Таким образом получается довольно парадоксальная эволюционная модель, в которой важную роль играют и мутации, и создаваемое ими генетическое разнообразие, и естественный отбор (остающийся единственным направленным фактором эволюции) — но при этом эволюционный процесс начинается с чисто фенотипических изменений, а генотип изменяется в последнюю очередь. С легкой руки ее основоположника Михаила Шишкина она получила название эпигенетической теории эволюции (ЭТЭ)
[198].
Возможен ли такой сценарий? Из того, что мы знаем о живых организмах, прямого запрета не следует. Другой вопрос, насколько он вероятен: он может сработать, лишь если внешние условия изменятся достаточно сильно, чтобы корректирующие механизмы онтогенеза не смогли погасить вносимые ими возмущения, но при этом не настолько сильно, чтобы просто погубить развивающегося зародыша. Однако, как мы видели, в принципе такое влияние необычных внешних условий возможно — и наверняка не раз случалось в необозримом разнообразии событий, происходивших с миллионами видов за миллиарды лет. Правда, различить это «задним числом» практически невозможно: даже если мы имеем достаточно полный ряд ископаемых форм, позволяющих нам с уверенностью восстановить ход тех или иных эволюционных изменений — как узнать, начались ли эти изменения с мутаций или с морфозов?
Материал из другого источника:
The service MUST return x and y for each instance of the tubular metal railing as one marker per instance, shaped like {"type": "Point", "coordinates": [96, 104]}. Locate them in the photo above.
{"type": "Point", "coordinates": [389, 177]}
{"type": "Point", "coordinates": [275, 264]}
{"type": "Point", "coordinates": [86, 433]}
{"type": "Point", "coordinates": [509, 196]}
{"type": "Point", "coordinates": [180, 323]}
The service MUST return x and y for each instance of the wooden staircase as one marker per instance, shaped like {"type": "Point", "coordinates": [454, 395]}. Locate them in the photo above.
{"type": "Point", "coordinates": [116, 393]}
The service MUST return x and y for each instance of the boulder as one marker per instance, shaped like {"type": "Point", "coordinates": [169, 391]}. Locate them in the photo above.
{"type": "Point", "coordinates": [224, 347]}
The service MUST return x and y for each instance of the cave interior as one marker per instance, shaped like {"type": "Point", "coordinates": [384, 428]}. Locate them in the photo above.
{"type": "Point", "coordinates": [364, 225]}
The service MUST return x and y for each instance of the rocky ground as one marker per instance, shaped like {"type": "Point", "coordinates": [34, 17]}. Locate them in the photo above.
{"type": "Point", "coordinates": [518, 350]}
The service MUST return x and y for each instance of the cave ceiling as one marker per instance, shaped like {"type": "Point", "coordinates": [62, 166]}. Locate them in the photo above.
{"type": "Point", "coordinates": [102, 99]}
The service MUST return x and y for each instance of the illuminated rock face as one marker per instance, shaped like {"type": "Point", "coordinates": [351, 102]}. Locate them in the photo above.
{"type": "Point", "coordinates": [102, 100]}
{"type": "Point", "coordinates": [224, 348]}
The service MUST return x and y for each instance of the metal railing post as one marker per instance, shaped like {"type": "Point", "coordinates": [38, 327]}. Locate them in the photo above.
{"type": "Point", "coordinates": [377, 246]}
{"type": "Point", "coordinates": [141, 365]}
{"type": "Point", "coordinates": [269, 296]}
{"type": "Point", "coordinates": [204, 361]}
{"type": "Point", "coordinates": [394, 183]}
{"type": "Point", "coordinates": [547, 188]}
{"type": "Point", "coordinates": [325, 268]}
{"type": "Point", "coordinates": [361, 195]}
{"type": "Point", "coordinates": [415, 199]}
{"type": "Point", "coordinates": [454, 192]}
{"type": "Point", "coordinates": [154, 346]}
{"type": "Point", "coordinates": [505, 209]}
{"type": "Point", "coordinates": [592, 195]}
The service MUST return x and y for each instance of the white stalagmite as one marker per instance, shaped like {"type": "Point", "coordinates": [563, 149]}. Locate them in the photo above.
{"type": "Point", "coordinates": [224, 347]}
Сегодня исследователям иногда удается наблюдать эволюцию, что называется, в режиме реального времени. Однако это возможно почти исключительно для достаточно простых признаков или/и на организмах с быстрой сменой поколений. Между тем модель ЭТЭ описывает изменение сложных структур путем «перевода стрелок» по ходу достаточно сложного (а значит — более-менее длительного) онтогенеза. Чтобы увидеть такое в природе, нужно «поймать» популяцию тех или иных организмов в самом начале процесса, когда в очередном поколении вдруг начнут необычайно часто появляться особи с разнообразными и необычными признаками; убедиться, что это именно морфозы, а не проявления мутаций, а затем на протяжении многих поколений наблюдать за тем, как некоторые из этих изменений будут встречаться все чаще и чаще, — и параллельно смотреть, как меняется генотип их обладателей по сравнению с исходной видовой нормой. Даже при самом благоприятном стечении обстоятельств на такую работу уйдет вся научная жизнь ученого — при том, что какой-либо интересный результат ничем не гарантирован.
Пока что подобный сизифов труд никто не проделал — и потому конкретные примеры эволюции «по ЭТЭ» остаются уязвимым местом теории. Даже в тех немногих случаях, где наблюдается нечто похожее на теоретические схемы ЭТЭ, начальная дестабилизация онтогенеза происходит не по механизму не затрагивающих генотип морфозов, а за счет мутаций
[199]. Да и вообще за три десятилетия своего существования ЭТЭ не смогла предложить сколько-нибудь развитой исследовательской программы — таких экспериментов или/и наблюдений, которые позволили бы подтвердить или опровергнуть ее теоретические положения. Возможно, поэтому известность ЭТЭ сегодня ограничена русскоязычным исследовательским сообществом, да и в нем эту теорию разделяет явное меньшинство.